Investors have been euphoric after the Visa Europe integration, which provided an annualized one-time boost to revenue growth and thus was being used as an incorrect growth comparator.
Visa’s (V) management has now forecasted continued revenue growth in the high single digits with EPS growth in the mid-teens, artificially high due to share buybacks.
The latest quarterly results corroborated my slowing growth thesis which is a sharp divergence from past double-digit revenue growth.
With revenue growth rates slowing to single digits and the stock boasting a P/E in excess of 40, I feel that further appreciation is unjustified.
Introduction:
I’ve written a series of articles laying out my thesis regarding Visa’s (V) impending growth slowdown coming in FY2018. Although the stock has appreciated beyond some of the most bullish predictions since I proposed my slowing growth thesis, slowing growth has come to fruition. I will admit, thus far, I was wrong and the vast majority of readers were right as the stock moved contrary to my slowing growth thesis. Despite this move, growth has in fact slowed to single digits and will remain in the single digit range for FY2018. My thesis was rooted in the fact that post-Visa Europe integration numbers were being used as an incorrect comparator since the business model had shifted to absorb the European arm. Post-Visa Europe numbers were measured against pre-Visa Europe numbers as an incorrect barometer for future growth. Now that Visa has annualized year-over-year post-Visa Europe numbers, these growth rates have slowed, as predicted, to a single-digit growth rate. My prediction was that growth would slow (not stop) starting with Q1 FY2018 numbers which has come to fruition. Investors have become overly enthusiastic about Visa’s growth prospects. The stock has appreciated more than 40% over the past year.

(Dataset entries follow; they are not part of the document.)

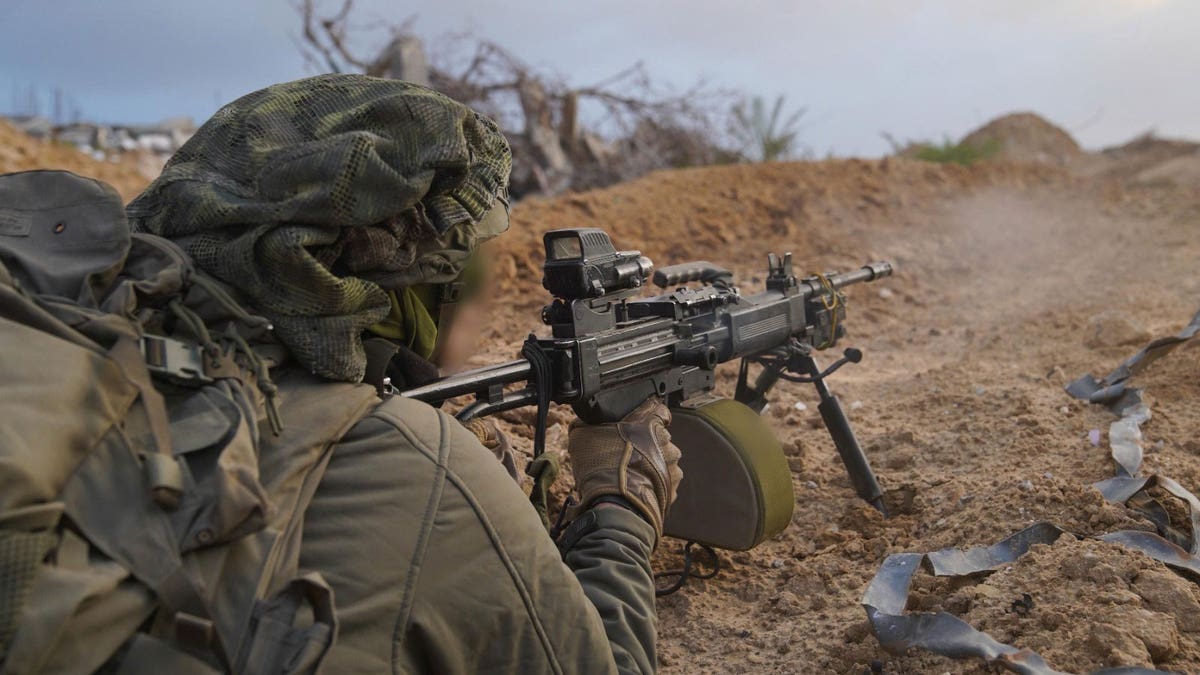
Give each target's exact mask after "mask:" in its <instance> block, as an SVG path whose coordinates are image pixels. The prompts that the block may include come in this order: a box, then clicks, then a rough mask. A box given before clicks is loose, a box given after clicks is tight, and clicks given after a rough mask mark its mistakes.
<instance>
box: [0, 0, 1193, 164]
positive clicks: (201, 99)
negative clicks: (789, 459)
mask: <svg viewBox="0 0 1200 675" xmlns="http://www.w3.org/2000/svg"><path fill="white" fill-rule="evenodd" d="M360 2H361V4H362V10H364V14H362V16H364V17H365V19H366V20H367V22H368V23H384V22H385V20H391V19H395V20H398V19H402V18H403V17H406V16H409V14H413V13H415V14H418V17H419V20H418V24H416V25H418V29H419V30H420V31H421V32H422V34H425V35H427V36H439V35H444V34H448V32H450V31H458V30H463V29H469V30H473V31H474V32H478V34H480V35H484V36H487V37H490V38H493V40H496V41H498V42H500V43H503V44H506V46H509V47H510V48H511V49H512V50H514V52H516V53H517V54H520V55H522V56H523V58H524V59H526V60H528V61H530V62H533V64H536V65H540V66H545V67H550V68H552V70H553V71H556V72H559V73H562V74H564V76H566V77H569V79H571V80H572V82H578V83H588V82H592V80H595V79H600V78H602V77H605V76H607V74H611V73H613V72H616V71H618V70H620V68H622V67H624V66H626V65H629V64H630V62H632V61H635V60H638V59H641V60H644V61H646V62H647V64H648V65H649V67H650V68H652V71H654V72H656V73H661V74H662V77H665V78H667V79H670V80H671V82H673V83H676V84H677V85H679V86H683V85H686V84H689V83H690V82H692V80H695V79H696V78H697V77H707V78H708V79H709V80H712V82H714V83H716V84H720V85H727V86H736V88H739V89H742V90H745V91H750V92H761V94H766V95H774V94H776V92H784V94H786V95H787V96H788V100H790V101H791V102H792V103H793V104H808V106H809V108H810V110H811V113H810V115H809V117H808V118H806V123H805V124H806V126H805V137H804V139H805V142H806V143H808V144H809V145H811V147H812V148H814V149H815V150H816V151H818V153H821V154H823V153H826V151H830V150H832V151H835V153H840V154H878V153H882V151H884V150H886V149H887V145H886V144H884V142H883V141H882V139H881V137H880V132H881V131H889V132H892V133H893V135H895V136H898V137H900V138H937V137H941V136H942V135H943V133H947V135H950V136H959V135H961V133H964V132H966V131H968V130H970V129H971V127H973V126H976V125H978V124H980V123H983V121H985V120H986V119H989V118H991V117H995V115H997V114H1001V113H1004V112H1009V110H1014V109H1033V110H1037V112H1040V113H1043V114H1045V115H1046V117H1049V118H1050V119H1052V120H1055V121H1057V123H1060V124H1063V125H1064V126H1067V127H1068V129H1069V130H1070V131H1073V132H1074V133H1075V135H1076V136H1078V137H1079V138H1080V139H1081V141H1082V142H1084V143H1085V144H1086V145H1092V147H1096V145H1102V144H1109V143H1115V142H1121V141H1124V139H1127V138H1128V137H1130V136H1133V135H1135V133H1138V132H1141V131H1145V130H1146V129H1150V127H1152V126H1154V127H1157V129H1158V130H1159V131H1160V132H1164V133H1170V135H1181V136H1193V137H1200V88H1196V86H1194V85H1193V83H1194V82H1195V79H1196V64H1198V62H1200V59H1198V56H1200V41H1196V40H1195V38H1194V30H1195V26H1198V25H1200V2H1194V1H1190V0H1174V1H1172V0H1006V1H1004V2H996V1H990V0H938V1H935V0H925V1H922V0H888V1H880V0H875V1H869V0H820V1H787V0H744V1H742V2H727V1H725V0H686V1H684V0H658V1H647V0H636V1H635V0H610V1H608V2H602V4H601V2H554V1H545V2H532V1H521V0H512V1H510V2H504V4H497V2H494V1H493V0H492V1H485V0H439V1H438V2H436V4H433V2H431V4H428V5H426V6H425V7H415V6H414V5H410V4H404V2H395V1H388V0H360ZM296 28H298V22H296V19H295V16H294V13H293V11H292V8H290V6H289V5H288V4H287V2H286V1H284V0H208V1H204V2H182V1H170V2H168V1H164V0H109V1H106V2H96V1H88V0H58V1H55V2H47V1H44V0H43V1H38V0H4V2H2V4H0V108H4V107H7V106H6V103H7V101H6V100H5V97H4V96H5V94H6V91H7V88H11V86H13V85H14V84H16V85H22V84H31V83H32V84H40V85H44V86H61V88H64V89H65V90H67V91H70V92H71V94H72V95H73V96H74V97H76V98H77V100H79V101H80V103H82V104H83V108H84V110H85V112H86V113H88V114H89V117H92V118H96V119H106V120H119V121H149V120H155V119H160V118H164V117H169V115H175V114H191V115H193V117H196V118H198V119H203V118H205V117H208V115H209V114H211V112H212V110H215V108H216V107H217V100H218V98H221V100H230V98H233V97H235V96H238V95H241V94H245V92H247V91H251V90H253V89H257V88H259V86H264V85H266V84H270V83H271V82H277V80H284V79H290V78H295V77H301V76H304V74H306V70H305V66H304V62H302V60H301V59H300V58H299V55H298V52H296V48H295V46H294V43H293V36H294V35H295V32H296ZM434 48H437V46H434Z"/></svg>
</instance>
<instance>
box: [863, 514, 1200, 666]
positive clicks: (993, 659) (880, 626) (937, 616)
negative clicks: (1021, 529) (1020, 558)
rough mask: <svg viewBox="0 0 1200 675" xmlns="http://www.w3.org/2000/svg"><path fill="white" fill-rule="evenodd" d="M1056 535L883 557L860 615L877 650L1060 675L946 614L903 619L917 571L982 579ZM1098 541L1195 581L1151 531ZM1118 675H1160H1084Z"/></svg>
mask: <svg viewBox="0 0 1200 675" xmlns="http://www.w3.org/2000/svg"><path fill="white" fill-rule="evenodd" d="M1064 534H1068V532H1066V531H1064V530H1062V528H1061V527H1058V526H1056V525H1054V524H1051V522H1038V524H1034V525H1032V526H1030V527H1026V528H1025V530H1021V531H1020V532H1018V533H1015V534H1013V536H1010V537H1007V538H1004V539H1001V540H1000V542H997V543H995V544H992V545H990V546H976V548H972V549H944V550H941V551H934V552H929V554H917V552H907V554H895V555H890V556H888V557H887V558H886V560H884V561H883V565H882V566H881V567H880V571H878V572H877V573H876V575H875V578H874V579H871V583H870V585H869V586H868V587H866V592H865V593H863V601H862V603H863V609H865V610H866V619H868V621H870V623H871V629H872V631H874V633H875V635H876V638H878V640H880V644H881V645H882V646H883V649H886V650H888V651H890V652H894V653H902V652H904V651H906V650H910V649H913V647H916V649H923V650H928V651H931V652H934V653H937V655H942V656H948V657H950V658H970V657H977V658H983V659H984V661H986V662H988V663H991V664H995V665H998V667H1002V668H1004V669H1007V670H1010V671H1013V673H1019V674H1021V675H1066V674H1063V673H1062V671H1060V670H1055V669H1054V668H1051V667H1050V665H1049V664H1048V663H1046V662H1045V659H1044V658H1042V656H1040V655H1038V653H1037V652H1034V651H1031V650H1027V649H1020V647H1016V646H1013V645H1008V644H1004V643H1001V641H1000V640H996V639H995V638H992V637H991V635H989V634H988V633H984V632H983V631H978V629H976V628H973V627H972V626H971V625H970V623H967V622H966V621H962V620H961V619H959V617H958V616H954V615H953V614H949V613H946V611H914V613H905V607H906V605H907V603H908V590H910V587H911V585H912V578H913V575H916V574H917V571H918V569H920V568H922V566H923V565H924V566H928V567H929V569H930V571H931V572H932V573H934V574H937V575H941V577H966V575H971V574H980V573H986V572H990V571H994V569H995V568H997V567H1001V566H1003V565H1009V563H1012V562H1015V561H1016V558H1019V557H1020V556H1022V555H1025V554H1026V552H1028V550H1030V548H1031V546H1033V545H1034V544H1052V543H1054V542H1056V540H1058V538H1060V537H1062V536H1064ZM1099 539H1102V540H1105V542H1110V543H1114V544H1120V545H1124V546H1128V548H1132V549H1136V550H1140V551H1142V552H1145V554H1146V555H1148V556H1151V557H1153V558H1154V560H1159V561H1162V562H1164V563H1165V565H1169V566H1171V567H1172V568H1175V569H1181V571H1186V572H1189V573H1192V574H1196V575H1200V558H1196V557H1195V556H1193V555H1190V554H1188V552H1187V551H1184V550H1183V549H1181V548H1178V546H1176V545H1175V544H1171V543H1170V542H1168V540H1165V539H1163V538H1162V537H1159V536H1157V534H1154V533H1152V532H1136V531H1122V532H1112V533H1110V534H1104V536H1103V537H1099ZM1122 673H1123V674H1128V675H1138V674H1141V675H1150V674H1160V673H1164V671H1163V670H1154V669H1150V668H1139V667H1127V668H1106V669H1103V670H1097V671H1094V673H1093V674H1092V675H1102V674H1103V675H1116V674H1122Z"/></svg>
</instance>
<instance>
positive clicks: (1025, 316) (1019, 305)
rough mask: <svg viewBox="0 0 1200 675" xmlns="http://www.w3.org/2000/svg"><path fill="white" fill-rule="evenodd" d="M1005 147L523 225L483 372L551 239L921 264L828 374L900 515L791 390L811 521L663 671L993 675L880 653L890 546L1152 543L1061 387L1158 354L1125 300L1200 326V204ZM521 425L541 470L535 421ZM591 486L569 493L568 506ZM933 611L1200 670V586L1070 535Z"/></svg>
mask: <svg viewBox="0 0 1200 675" xmlns="http://www.w3.org/2000/svg"><path fill="white" fill-rule="evenodd" d="M989 130H990V131H989ZM985 131H986V132H988V135H994V136H984V137H982V138H980V137H977V138H976V141H979V142H985V141H986V138H988V137H996V138H1001V141H1002V142H1004V143H1006V153H1004V155H1006V156H1008V157H1012V159H1015V160H1018V162H1009V161H1004V160H1003V159H1002V160H1000V161H989V162H982V163H978V165H974V166H971V167H961V166H956V165H936V163H929V162H920V161H910V160H901V159H888V160H881V161H857V160H847V161H823V162H798V163H778V165H756V166H730V167H712V168H698V169H688V171H677V172H660V173H655V174H650V175H648V177H644V178H642V179H640V180H637V181H634V183H629V184H624V185H618V186H614V187H611V189H606V190H600V191H593V192H584V193H577V195H568V196H564V197H560V198H556V199H538V198H533V199H526V201H523V202H521V203H518V204H517V205H516V207H515V208H514V214H512V215H514V223H512V231H511V232H510V233H508V234H505V235H504V237H502V238H500V239H499V240H498V241H496V244H494V247H493V251H494V256H492V257H493V258H494V261H496V264H497V268H498V283H497V292H498V294H499V298H498V299H499V300H500V301H502V303H504V304H505V311H503V312H498V316H497V317H496V319H494V321H493V323H492V325H491V327H490V329H488V334H487V336H486V337H487V340H488V346H487V348H486V351H485V352H484V353H482V354H480V356H479V358H478V359H476V362H478V363H480V364H482V363H496V362H499V360H504V359H510V358H514V356H515V354H516V353H518V351H520V344H521V340H522V339H523V337H524V335H527V334H528V333H529V331H530V330H540V329H541V328H542V327H541V325H540V323H539V319H538V316H539V313H538V310H539V309H540V306H541V305H542V304H544V303H546V301H547V298H546V293H545V291H544V289H542V288H541V285H540V279H541V262H542V253H541V241H540V238H541V234H542V232H545V231H546V229H551V228H557V227H582V226H596V227H604V228H606V229H608V231H610V233H612V235H613V239H614V241H616V243H617V244H618V246H622V247H626V249H635V247H636V249H641V250H642V251H643V252H646V253H647V255H649V256H650V257H652V258H654V261H655V263H656V264H659V265H665V264H670V263H677V262H685V261H689V259H709V261H713V262H715V263H720V264H725V265H727V267H730V268H731V269H732V270H733V271H734V273H736V275H737V279H738V282H739V285H740V286H742V287H743V288H744V289H745V291H748V292H754V291H756V289H757V288H760V287H761V286H762V282H763V280H762V277H763V275H764V267H766V263H764V258H766V255H767V253H768V252H770V251H774V252H782V251H788V250H790V251H793V252H794V253H796V259H797V265H798V267H799V269H800V270H828V269H846V268H851V267H856V265H858V264H860V263H863V262H865V261H870V259H890V261H893V262H894V263H895V264H896V274H895V276H894V277H892V279H888V280H886V281H883V282H881V283H880V285H874V286H859V287H853V288H851V289H850V291H848V293H847V295H848V301H850V310H848V312H850V315H848V321H847V328H848V330H850V335H848V336H847V339H846V340H845V342H844V345H845V346H854V347H862V348H863V350H864V352H865V353H866V358H865V360H864V363H863V364H860V365H858V366H853V368H847V369H842V370H841V371H839V372H838V374H836V375H835V376H834V377H833V378H832V381H830V386H832V387H833V388H834V390H835V392H836V394H838V395H839V396H840V398H841V399H842V400H844V401H845V404H846V407H847V410H848V414H850V417H851V420H852V424H853V425H854V428H856V430H857V432H858V436H859V440H860V441H862V443H863V446H864V448H865V449H866V452H868V455H869V456H870V459H871V461H872V464H874V465H875V468H876V471H877V473H878V477H880V482H881V484H882V486H883V489H884V491H886V494H887V500H888V502H889V504H890V508H892V510H893V516H892V518H889V519H883V518H882V516H881V515H880V514H878V513H876V512H875V510H874V509H871V508H870V507H868V506H865V504H864V503H863V502H860V501H859V500H857V498H856V497H854V494H853V491H852V489H851V486H850V484H848V480H847V479H846V476H845V471H844V470H842V467H841V466H840V464H839V460H838V455H836V452H835V449H834V447H833V443H832V441H830V440H829V437H828V434H826V431H824V430H823V428H822V426H821V422H820V416H818V414H817V413H816V402H817V400H816V394H815V393H814V392H812V389H811V387H805V386H800V384H792V383H782V384H780V386H779V388H778V389H776V392H775V393H774V395H773V399H772V405H770V408H769V411H770V412H769V419H770V424H772V425H773V426H774V428H775V430H776V431H778V434H779V435H780V437H781V438H782V440H784V441H785V447H787V453H788V464H790V465H791V467H792V480H793V486H794V489H796V492H797V507H796V513H794V516H793V521H792V525H791V527H790V528H788V530H787V531H785V532H784V533H781V534H780V536H778V537H775V538H774V539H772V540H769V542H766V543H764V544H763V545H761V546H760V548H757V549H755V550H754V551H749V552H737V554H731V552H722V554H721V558H722V566H724V568H725V569H724V571H722V572H721V573H720V574H719V575H718V577H716V578H713V579H709V580H700V581H692V583H690V584H689V585H688V586H686V587H685V589H684V590H683V591H680V592H679V593H676V595H673V596H668V597H666V598H664V599H662V601H661V602H660V605H659V614H660V635H661V640H660V651H659V653H660V657H661V663H662V670H664V671H665V673H764V671H770V673H854V674H860V673H864V671H882V673H887V674H918V673H920V674H923V673H947V671H952V673H959V674H983V673H988V671H989V670H988V669H986V668H985V667H984V665H983V664H982V663H979V662H977V661H962V662H960V661H952V659H948V658H943V657H937V656H931V655H929V653H928V652H920V651H913V652H911V653H906V655H888V653H886V652H883V651H882V650H881V649H880V646H878V643H877V641H876V640H875V638H874V637H871V634H870V631H869V628H868V625H866V622H865V615H864V611H863V609H862V608H860V607H859V605H858V602H859V598H860V597H862V593H863V591H864V589H865V587H866V584H868V583H869V581H870V579H871V577H872V575H874V574H875V572H876V571H877V568H878V566H880V563H881V562H882V561H883V558H884V557H886V556H887V555H889V554H893V552H900V551H929V550H935V549H940V548H946V546H964V545H979V544H991V543H994V542H996V540H998V539H1001V538H1003V537H1006V536H1008V534H1012V533H1013V532H1016V531H1019V530H1022V528H1025V527H1026V526H1028V525H1030V524H1032V522H1034V521H1039V520H1049V521H1052V522H1056V524H1058V525H1061V526H1062V527H1064V528H1067V530H1069V531H1070V532H1074V533H1076V534H1080V536H1087V534H1097V533H1103V532H1108V531H1111V530H1116V528H1129V527H1140V528H1148V527H1151V524H1150V522H1148V521H1146V520H1145V519H1144V518H1142V516H1141V515H1139V514H1138V513H1136V512H1133V510H1129V509H1127V508H1126V507H1123V506H1118V504H1110V503H1106V502H1104V500H1103V497H1100V495H1099V492H1097V491H1096V490H1094V489H1092V488H1091V486H1090V485H1091V484H1092V483H1094V482H1097V480H1100V479H1104V478H1108V477H1110V476H1112V473H1114V467H1112V462H1111V459H1110V458H1109V452H1108V448H1106V438H1105V430H1106V429H1108V428H1109V424H1110V423H1111V420H1112V417H1111V414H1109V413H1108V412H1106V411H1104V410H1103V408H1098V407H1096V406H1088V405H1085V404H1081V402H1079V401H1074V400H1072V399H1069V398H1068V396H1067V395H1066V394H1064V393H1063V390H1062V387H1063V384H1066V382H1067V381H1068V378H1073V377H1074V376H1075V375H1079V374H1082V372H1087V371H1100V372H1103V371H1106V370H1108V369H1109V368H1111V366H1114V365H1116V364H1117V363H1120V362H1121V359H1123V358H1124V357H1126V356H1128V352H1130V351H1132V350H1133V348H1134V347H1130V346H1128V345H1120V342H1123V341H1124V340H1123V339H1122V340H1102V341H1099V342H1097V344H1096V345H1094V347H1091V348H1090V347H1087V346H1085V340H1087V337H1088V335H1090V333H1088V330H1090V321H1091V319H1092V318H1093V317H1096V316H1098V315H1102V313H1104V312H1108V311H1110V310H1117V311H1120V312H1123V313H1124V315H1127V316H1128V318H1129V321H1130V323H1135V324H1139V325H1142V327H1145V329H1146V330H1148V331H1150V333H1152V334H1154V335H1164V334H1168V333H1174V331H1176V330H1178V328H1180V327H1181V325H1182V322H1183V321H1186V318H1187V317H1190V316H1192V315H1193V313H1194V312H1195V310H1196V306H1195V299H1196V298H1198V297H1200V277H1198V276H1196V270H1195V259H1196V257H1198V256H1200V243H1198V241H1196V240H1195V237H1193V234H1194V229H1195V219H1196V217H1198V216H1200V193H1196V192H1190V191H1183V190H1178V189H1177V187H1172V186H1170V185H1165V186H1163V185H1156V186H1138V185H1132V184H1126V183H1121V181H1111V180H1096V179H1092V178H1086V177H1081V175H1079V174H1078V172H1075V169H1074V165H1073V166H1072V172H1069V173H1068V172H1067V171H1064V169H1063V168H1060V167H1058V166H1056V165H1062V163H1067V162H1068V161H1070V159H1072V157H1075V156H1078V155H1079V154H1080V151H1079V148H1078V145H1076V144H1075V143H1074V141H1072V139H1070V137H1069V136H1067V135H1066V133H1064V132H1062V131H1061V130H1058V129H1056V127H1054V126H1052V125H1049V124H1048V123H1045V121H1044V120H1040V118H1036V117H1033V115H1010V117H1008V118H1002V119H1001V120H996V121H995V123H992V124H990V125H988V126H986V127H984V129H983V130H980V131H979V132H977V133H978V135H984V132H985ZM13 135H14V132H13V131H12V130H11V129H10V127H6V126H4V125H0V169H2V171H14V169H22V168H32V167H46V166H56V167H65V168H71V169H73V171H79V172H80V173H86V174H90V175H97V177H100V178H102V179H104V180H109V181H112V183H114V184H116V185H118V187H119V189H120V190H122V192H124V193H125V195H126V196H132V195H133V193H136V192H137V190H139V189H140V187H142V186H143V185H144V184H145V179H143V178H140V175H138V174H137V173H136V169H133V168H132V167H125V166H116V165H108V163H103V162H95V161H91V160H90V159H88V157H85V156H83V155H80V154H79V153H78V151H76V150H72V149H66V148H58V147H53V145H48V144H38V143H35V142H31V141H30V139H28V138H24V137H20V136H13ZM972 136H976V135H972ZM970 138H971V137H968V139H970ZM1046 157H1049V159H1050V160H1046ZM1169 159H1170V157H1169ZM1030 160H1033V162H1034V163H1028V162H1030ZM1021 162H1024V163H1021ZM1145 168H1148V167H1144V169H1145ZM1145 261H1152V262H1153V264H1142V263H1144V262H1145ZM884 289H886V292H883V291H884ZM1093 328H1094V327H1093ZM1093 331H1094V330H1093ZM830 359H832V354H822V360H823V362H824V363H828V362H829V360H830ZM736 370H737V369H736V368H734V366H732V365H730V366H724V368H722V369H721V370H720V371H719V388H720V389H721V390H724V392H726V393H728V392H731V390H732V384H733V381H734V378H736V377H734V376H736ZM1136 384H1138V386H1140V387H1145V389H1146V393H1147V401H1148V404H1150V407H1151V410H1152V411H1153V414H1154V417H1153V418H1152V419H1151V420H1150V422H1147V423H1146V424H1145V425H1144V428H1142V432H1144V435H1145V441H1144V446H1145V447H1146V450H1147V454H1146V460H1145V470H1146V472H1158V473H1163V474H1165V476H1170V477H1172V478H1175V479H1176V480H1178V482H1180V483H1181V484H1182V485H1184V486H1187V488H1190V489H1195V488H1198V486H1200V462H1198V461H1196V458H1198V456H1200V442H1198V441H1196V440H1198V438H1200V410H1198V407H1196V405H1195V401H1196V400H1200V341H1195V344H1193V345H1190V346H1187V347H1183V348H1181V350H1178V351H1176V352H1175V353H1172V354H1171V356H1170V357H1168V358H1166V359H1164V360H1163V362H1162V363H1159V364H1154V365H1153V366H1151V368H1150V369H1147V371H1146V372H1144V374H1141V375H1139V377H1138V381H1136ZM798 402H803V404H805V406H802V407H798V406H797V405H796V404H798ZM569 419H570V414H569V412H566V411H559V410H554V411H552V418H551V422H552V424H553V426H552V429H551V430H550V434H548V446H550V448H552V450H553V452H562V449H563V443H564V441H565V435H566V431H565V424H566V422H568V420H569ZM500 422H502V425H503V426H504V429H505V430H506V431H508V432H509V434H510V436H511V437H512V441H514V446H515V447H516V448H517V449H518V450H521V452H523V453H526V454H527V455H528V452H529V448H530V444H532V441H530V437H532V429H530V426H529V424H530V423H532V422H533V414H532V413H530V411H527V410H526V411H511V412H508V413H504V414H503V416H502V418H500ZM1091 438H1097V440H1098V444H1097V443H1093V442H1092V440H1091ZM684 452H686V449H684ZM564 468H565V470H566V471H568V472H569V468H570V467H569V462H568V464H566V465H565V467H564ZM569 484H570V480H569V478H565V479H562V480H560V482H559V486H558V488H557V492H556V497H557V498H558V500H562V496H563V486H564V485H569ZM680 548H682V545H680V543H678V542H666V543H664V545H662V546H660V550H659V552H658V554H656V556H655V560H654V566H655V568H659V569H667V568H677V567H678V566H679V562H680V560H679V550H680ZM1025 593H1028V595H1030V597H1031V601H1030V602H1031V603H1032V609H1030V611H1028V613H1027V614H1022V615H1016V614H1014V613H1013V611H1012V607H1013V604H1012V603H1013V601H1014V599H1018V598H1022V597H1024V595H1025ZM914 598H916V599H914V603H916V604H917V605H919V607H914V608H913V609H935V608H940V609H946V610H947V611H952V613H954V614H956V615H959V616H961V617H964V619H965V620H966V621H970V622H972V623H973V625H974V626H977V627H978V628H982V629H985V631H989V632H990V633H992V635H994V637H995V638H997V639H1000V640H1006V641H1009V643H1010V644H1014V645H1016V646H1021V647H1031V649H1034V650H1039V651H1040V652H1042V653H1043V655H1044V656H1046V657H1048V659H1049V661H1050V663H1051V665H1054V667H1056V668H1058V669H1090V668H1096V667H1099V665H1102V664H1117V663H1121V664H1134V663H1141V664H1151V663H1153V664H1156V665H1157V667H1159V668H1164V669H1170V670H1178V671H1200V625H1198V622H1196V621H1198V620H1196V616H1198V609H1196V604H1198V602H1200V595H1198V590H1196V586H1195V585H1194V584H1193V583H1192V581H1189V580H1184V579H1182V578H1181V577H1178V575H1176V574H1175V573H1174V572H1170V571H1169V569H1168V568H1166V567H1164V566H1162V565H1160V563H1157V562H1153V561H1150V560H1148V558H1146V557H1145V556H1141V555H1140V554H1133V552H1129V551H1127V550H1123V549H1118V548H1116V546H1114V545H1109V544H1100V543H1097V542H1093V540H1090V539H1074V538H1064V539H1063V540H1062V542H1060V543H1058V544H1055V545H1054V546H1044V548H1038V549H1036V550H1034V551H1032V552H1031V554H1028V555H1027V556H1025V557H1022V558H1021V560H1019V561H1018V562H1016V563H1014V565H1013V566H1009V567H1008V568H1006V569H1002V571H1000V572H997V573H996V574H994V575H991V577H989V578H986V579H985V580H979V581H978V583H973V584H971V585H965V586H954V587H950V586H949V585H946V584H942V583H938V581H936V580H929V579H924V580H922V579H918V586H914Z"/></svg>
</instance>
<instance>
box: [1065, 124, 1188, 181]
mask: <svg viewBox="0 0 1200 675" xmlns="http://www.w3.org/2000/svg"><path fill="white" fill-rule="evenodd" d="M1086 165H1087V166H1086V167H1085V168H1084V172H1085V173H1088V174H1092V175H1099V177H1105V178H1114V179H1117V180H1124V181H1130V183H1135V184H1145V185H1165V186H1176V187H1200V143H1194V142H1192V141H1180V139H1174V138H1162V137H1158V136H1154V135H1153V133H1145V135H1142V136H1139V137H1138V138H1134V139H1133V141H1130V142H1128V143H1126V144H1123V145H1116V147H1112V148H1105V149H1104V150H1102V151H1100V153H1097V154H1096V155H1092V156H1091V157H1090V162H1086Z"/></svg>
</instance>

Visa is overvalued with diminishing growth
Visa’s stock price is misaligned with its overall revenue growth prospects with unjustified P/E and PEG ratios. All these metrics remain higher than the majority of large-cap growth stocks that have a greater growth profile. Visa’s management guided for continued revenue growth in the high single digits with EPS growth in the mid-teens, artificially high due to share buybacks. This forward-looking revenue growth rate is a shape divergence from the past year-plus revenue growth numbers. As I posited previously, Visa’s growth rate is slowing, now confirmed by Visa’s management and thus misaligned with the stock’s ~40% appreciation over the past year, P/E ratio, PEG ratio and overall revenue growth prospects.